無事入国し、次のフライトまでは7時間ある。そして桃園空港に移動しなければならず、でもこの行程は、前回ミラノから来た時も移動は逆ですが同じなので勝手はわかっています。今日だけ必要な現金を両替して、台湾のSUICA的なeasy cardを購入。前回はペリカン便のカウンターに荷物を預けましたが、今回は無事コインロッカーに預け、バスで最寄りの遼寧街夜市へ。うろうろしていると、店のおばちゃんが、”何か食べるか?”と日本語でぶっきらぼうに話しかけてくるので、ここは乗ってみることにしました。迷ってると、ガチョウ旨いよ、と言うので、ガチョウ?、鴨ではないの?一緒?まあいいかと思い、それと焼きそば的なものを頼んで、席に座って、飲み物はどうするのかなと思って店内を見回していると、ああ、勝手に冷蔵庫から自分で持ってくるスタイルね。角打ちぽくていいね。テーブルに栓抜きあるし。2皿とビールで、値段は2000円弱。鴨、いや、ガチョウは、バジルっぽい、でもイタリアのそれとはちょっと違う葉っぱと生姜の千切りと一緒に、ごま味噌ダレっぽいソースで食べるもので美味しかったです。焼きそばはやめて海鮮系にすべきだったかな。
食いかけのだめ写真で申し訳ありませんが、こんな感じ。
店を出る時に気付いたのですが、安住紳一郎さんと吉田羊さんの写真が貼ってあったので、日本人観光客慣れしているのかな。松山空港から近いので、トランジット中に、ふらっと行くにはいいと思います。検索したら、ここですね。「鵝肉城活海鮮」そうか、有名店だったのか。Brutusの表紙にもなっていたのか。店のおばちゃん、声かけてくれてありがとう。
地下鉄の南京復興駅まで歩いて、松山空港に戻り、桃園空港行きのバスに乗って約1時間。ミラノ行きの飛行機はほぼ満席ですが、エコノミー最前列の3席が空いている!
その真後ろの席を予約しているのは、その席が空いている可能性が高いこと踏んで、最終的に誰も来ないことを確認し、すぐに移動して、最前列一列占領出来て快適なフライトになりました。この席は、事前予約料が高いので、意外と空いているのと、通路側は配膳の関係で、そもそも座れない席になっていたり、(このあたりは各航空会社によりますが)今回は予想通りの展開です。長時間座りっぱなしなので、機内食を食べると到着した後、お腹を壊すことが多いので、今回はグルテンフリーで予約した所、内容的にも大正解でした。特別食を予約すると、一番最初に配膳してくれるのでおすすめです。

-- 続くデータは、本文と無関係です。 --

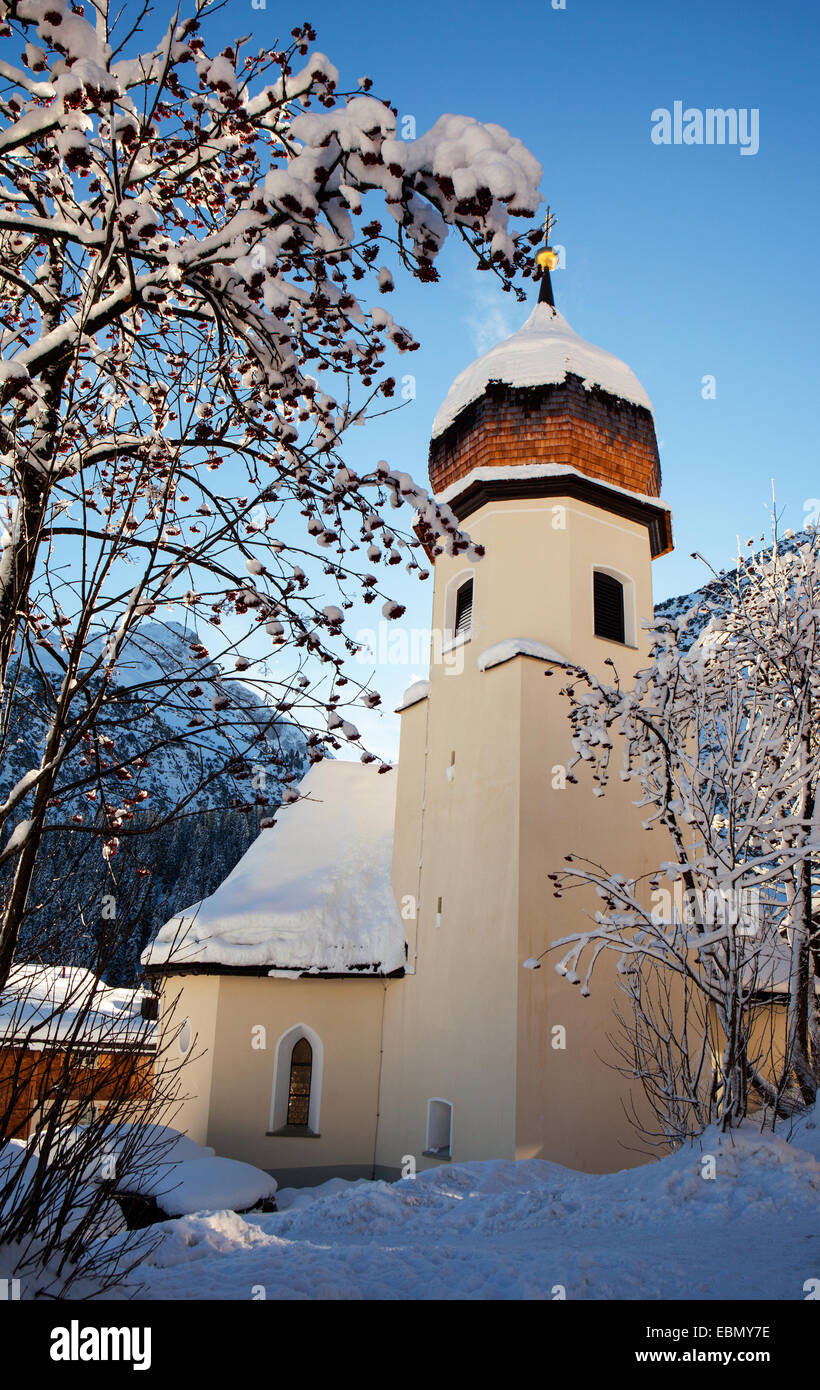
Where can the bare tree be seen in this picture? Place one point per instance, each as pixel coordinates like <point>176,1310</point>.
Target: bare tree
<point>182,234</point>
<point>186,238</point>
<point>717,947</point>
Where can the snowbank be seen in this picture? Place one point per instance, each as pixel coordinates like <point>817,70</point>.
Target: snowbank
<point>523,1230</point>
<point>312,894</point>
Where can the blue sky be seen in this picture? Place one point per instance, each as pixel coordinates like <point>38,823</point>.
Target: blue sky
<point>683,260</point>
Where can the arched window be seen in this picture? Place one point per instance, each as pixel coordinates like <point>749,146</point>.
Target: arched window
<point>298,1076</point>
<point>608,595</point>
<point>299,1087</point>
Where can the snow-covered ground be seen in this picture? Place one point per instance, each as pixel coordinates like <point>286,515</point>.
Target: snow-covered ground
<point>523,1230</point>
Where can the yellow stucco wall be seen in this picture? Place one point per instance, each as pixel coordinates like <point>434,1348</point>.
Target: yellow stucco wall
<point>473,1026</point>
<point>346,1015</point>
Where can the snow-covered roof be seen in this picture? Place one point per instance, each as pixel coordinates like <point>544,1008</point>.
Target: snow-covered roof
<point>502,652</point>
<point>312,894</point>
<point>541,353</point>
<point>49,1004</point>
<point>414,692</point>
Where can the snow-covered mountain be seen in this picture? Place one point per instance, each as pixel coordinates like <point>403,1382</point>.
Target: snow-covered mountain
<point>715,597</point>
<point>224,795</point>
<point>149,708</point>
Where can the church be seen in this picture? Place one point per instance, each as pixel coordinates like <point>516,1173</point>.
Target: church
<point>357,998</point>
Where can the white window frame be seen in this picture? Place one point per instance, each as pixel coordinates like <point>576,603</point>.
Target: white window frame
<point>281,1087</point>
<point>630,612</point>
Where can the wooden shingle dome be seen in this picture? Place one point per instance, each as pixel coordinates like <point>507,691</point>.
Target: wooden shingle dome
<point>549,406</point>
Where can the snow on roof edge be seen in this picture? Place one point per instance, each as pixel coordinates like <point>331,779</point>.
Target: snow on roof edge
<point>501,652</point>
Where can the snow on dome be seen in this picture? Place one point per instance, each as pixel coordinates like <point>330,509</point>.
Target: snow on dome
<point>312,894</point>
<point>541,353</point>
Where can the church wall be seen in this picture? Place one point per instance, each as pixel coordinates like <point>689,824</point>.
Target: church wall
<point>492,829</point>
<point>253,1014</point>
<point>569,1100</point>
<point>451,1029</point>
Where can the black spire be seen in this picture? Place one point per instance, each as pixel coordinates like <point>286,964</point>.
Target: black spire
<point>545,295</point>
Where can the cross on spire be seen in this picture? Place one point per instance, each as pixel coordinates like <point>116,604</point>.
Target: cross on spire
<point>546,257</point>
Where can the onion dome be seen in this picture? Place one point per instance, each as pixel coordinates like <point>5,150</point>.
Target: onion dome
<point>549,406</point>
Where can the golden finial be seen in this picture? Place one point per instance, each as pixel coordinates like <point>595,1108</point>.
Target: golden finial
<point>546,257</point>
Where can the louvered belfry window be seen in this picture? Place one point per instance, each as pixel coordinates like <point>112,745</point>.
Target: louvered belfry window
<point>299,1089</point>
<point>609,606</point>
<point>463,619</point>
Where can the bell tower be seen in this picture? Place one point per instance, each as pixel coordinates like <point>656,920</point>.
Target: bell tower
<point>545,449</point>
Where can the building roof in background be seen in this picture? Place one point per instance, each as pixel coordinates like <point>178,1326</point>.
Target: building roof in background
<point>43,1005</point>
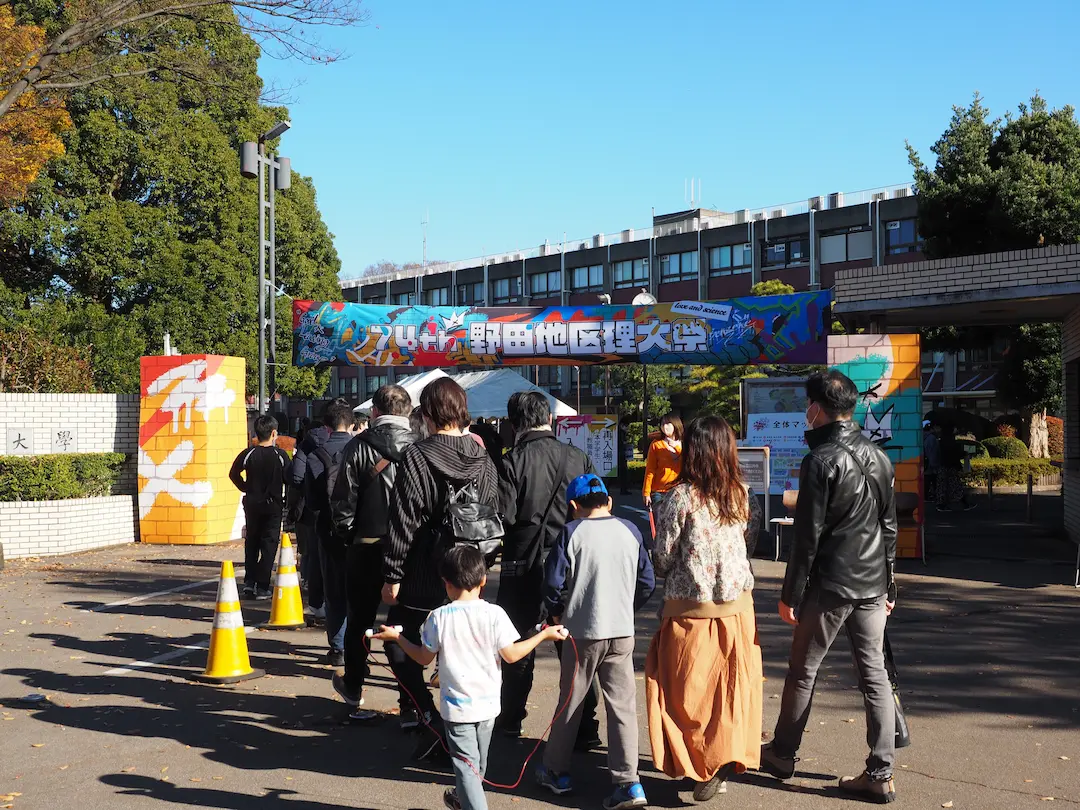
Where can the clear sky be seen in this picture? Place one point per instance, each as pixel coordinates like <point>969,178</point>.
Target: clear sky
<point>511,122</point>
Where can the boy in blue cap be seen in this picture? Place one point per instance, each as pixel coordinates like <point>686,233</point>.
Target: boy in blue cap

トイロのココロに書いたように、ワイヤレスノイズキャンセリングイヤフォン&トランスミッターが今回も活躍して、2日の朝ミラノに到着しました。空港でカーシェアリングしたかったのですが、あいにく車がなく、マルペンサ・エクスプレスで市内へ移動。復活祭の翌日のせいか、帰省客で超満席状態。車内奥に詰めるとか、停車駅で、ドア付近の客は一度降りて、降車客を先に通して、また乗車するというような日本の乗車マナーは皆無です。カオティックな車両からようやく降りて、昨年まで住んでいた家の隣人、プロダクトデザイナーの大城健作くんのスタジオに荷物を置かせてもらい、カーシェアリングをを探して、半年以上放置している倉庫兼仕事場へ行きます。因みに、僕がよく使うEnjoyというカーシェアリングの車種はFiat 500のハイブリッド車で、マニュアル車です。なぜかイタリア人は未だにマニュアル車に乗る人が多いのです。レンタカーを借りて、オートマで予約したのに、マニュアル車しかなかったという話はイタリアあるあるな話。さて倉庫に着くと、心配していた浸水や、カビは全く大丈夫でしたが、あれ?電気が止められている。居ない間に電気会社が、吸収合併したらしく、何ヶ月か支払っていない状況になっている。サポートに電話し、振込み手続きをし、振込内容をメールして手続きは終わり。24時間以内に復活するという話ですが、イタリアの場合、そうはうまくいかない。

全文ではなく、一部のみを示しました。